STEVEN CRAIG HICKMAN
Weird Literature as Speculative Philosophy
One of the basics of Weird literature is the notion that it not reveal in complete detail the unknown, but that it should always leave that object just outside the purview of our common sense realist expectations. This notion that the Weird is always speculative, and that our access to the objects of its strange worlds should be through some form of indirect rather than direct vision is well illustrated by many of H.P. Lovecraft’s own tales.
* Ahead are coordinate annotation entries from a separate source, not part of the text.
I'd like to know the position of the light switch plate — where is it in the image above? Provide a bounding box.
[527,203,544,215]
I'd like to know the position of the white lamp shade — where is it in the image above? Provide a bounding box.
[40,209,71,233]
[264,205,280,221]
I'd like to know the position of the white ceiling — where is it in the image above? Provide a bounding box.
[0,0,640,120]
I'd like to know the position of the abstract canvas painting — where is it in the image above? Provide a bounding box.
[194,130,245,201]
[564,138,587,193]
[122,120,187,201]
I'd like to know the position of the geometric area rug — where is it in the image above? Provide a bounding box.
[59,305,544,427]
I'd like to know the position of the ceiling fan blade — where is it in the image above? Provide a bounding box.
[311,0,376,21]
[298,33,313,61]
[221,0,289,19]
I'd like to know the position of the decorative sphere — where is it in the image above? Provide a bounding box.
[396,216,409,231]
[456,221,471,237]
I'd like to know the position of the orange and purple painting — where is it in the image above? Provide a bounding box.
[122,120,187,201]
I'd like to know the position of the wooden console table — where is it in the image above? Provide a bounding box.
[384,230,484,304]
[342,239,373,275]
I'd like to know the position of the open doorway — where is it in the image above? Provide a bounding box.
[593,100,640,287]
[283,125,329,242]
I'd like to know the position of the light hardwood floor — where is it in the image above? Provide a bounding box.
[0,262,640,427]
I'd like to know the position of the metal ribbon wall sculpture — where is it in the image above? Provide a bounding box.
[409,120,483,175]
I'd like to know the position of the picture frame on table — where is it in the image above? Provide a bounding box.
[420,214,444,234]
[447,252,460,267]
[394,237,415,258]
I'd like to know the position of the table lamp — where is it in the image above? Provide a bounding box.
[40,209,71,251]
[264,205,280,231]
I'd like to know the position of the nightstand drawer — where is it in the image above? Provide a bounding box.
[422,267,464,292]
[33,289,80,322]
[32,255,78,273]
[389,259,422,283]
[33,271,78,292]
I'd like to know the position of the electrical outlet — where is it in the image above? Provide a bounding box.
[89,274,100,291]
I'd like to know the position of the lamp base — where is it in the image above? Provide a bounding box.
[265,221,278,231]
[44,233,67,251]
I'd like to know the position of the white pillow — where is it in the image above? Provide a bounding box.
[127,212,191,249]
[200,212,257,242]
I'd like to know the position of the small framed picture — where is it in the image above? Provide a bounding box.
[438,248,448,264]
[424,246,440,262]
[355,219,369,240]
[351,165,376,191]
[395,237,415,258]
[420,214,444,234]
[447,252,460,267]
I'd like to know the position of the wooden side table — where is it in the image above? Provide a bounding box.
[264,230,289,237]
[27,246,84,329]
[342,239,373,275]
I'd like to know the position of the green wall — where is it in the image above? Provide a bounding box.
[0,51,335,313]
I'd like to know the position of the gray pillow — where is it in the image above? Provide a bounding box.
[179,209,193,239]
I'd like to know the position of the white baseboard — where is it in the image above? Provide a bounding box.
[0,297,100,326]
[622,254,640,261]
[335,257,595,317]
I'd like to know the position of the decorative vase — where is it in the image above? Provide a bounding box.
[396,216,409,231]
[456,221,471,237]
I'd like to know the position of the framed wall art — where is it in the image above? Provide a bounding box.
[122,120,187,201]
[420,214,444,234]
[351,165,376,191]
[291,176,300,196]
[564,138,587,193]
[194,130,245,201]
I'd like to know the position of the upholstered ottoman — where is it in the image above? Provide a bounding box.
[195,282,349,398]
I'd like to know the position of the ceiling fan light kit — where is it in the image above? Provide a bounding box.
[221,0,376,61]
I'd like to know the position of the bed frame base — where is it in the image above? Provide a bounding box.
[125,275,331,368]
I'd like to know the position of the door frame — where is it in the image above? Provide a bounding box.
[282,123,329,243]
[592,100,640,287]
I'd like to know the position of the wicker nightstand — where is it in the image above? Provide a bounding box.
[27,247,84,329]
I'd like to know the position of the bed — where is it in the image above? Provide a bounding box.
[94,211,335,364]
As Iain Hamilton Grant in a recent work suggests:
“…we can never get to a point where we know every dimension and quality of an object, and as such there will always be something about the object that escapes our translation. This is what the literary translator experiences when she sees her translation pulled in two competing directions – towards literal fidelity on the one hand and cultural/ contextual fidelity on the other.
There will always be some dimension of a text that goes untranslated.”
Isn’t this the truth of most Weird literature? That the objects of dread, terror, and fear are always in excess of our ability to translate them into our normal everyday language and common sense reality? It’s these liminal edges of the real / unreal dichotomy that deliver us to that speculative mode of apprehension which suggests that for the most part we are blind to most of the world’s workings, that we live in and through a consciousness that is both limited and bound to a very small and finite spectrum of the Real.
Weird literature explores these liminal zones reminding us of the strangeness of our world, and that’s what keeps our world open and incomplete; a world that can never be reduced to the circle of the known. There will always be something on the outside seeking entrance into our conscious minds, something strange and away that cannot be translated into our safe and secure worlds of thought. And, yet, that’s what keeps us alive and seeking answers, the unknown that is unknown. The closer we get to knowing this mystery the further it recedes from our grasp. It’s this limit, this edge of things that keeps us thinking, speculating, and seeking more and more investigations into the Weird and uncanny zones of being…
And, yet, there is another aspect of Weird literature, the notion that it is a critique of our limited fabrications and interpretations of the world. The notion that we seem to accept as given the consensus reality of the common sense world we all share and live in, and that the linguistic and imagistic safeguards that circumvent and lock us all in a shared and illusionary construction of reality may in the last instance be detrimental to our lives. This is the notion that Weird literature doesn’t so much expose us to the great outdoors of the strange, as it actually shows just how illusionary and manipulated we are by our socio-logical and cultural-ideological prisons that keep us bound to a false vision of the Real.
By opening us to the intransigent and broken ruins that surround us, the Weird exposes the breaks and gaps in our constructed worlds, releasing us into a world that is not only stranger than we thought, but stranger than we could ever imagine, thereby freeing us to explore the edges of our own lives in a more empowered and unhindered way.
Hamilton, Grant. The World of Failing Machines: Speculative Realism and Literature John Hunt Publishing.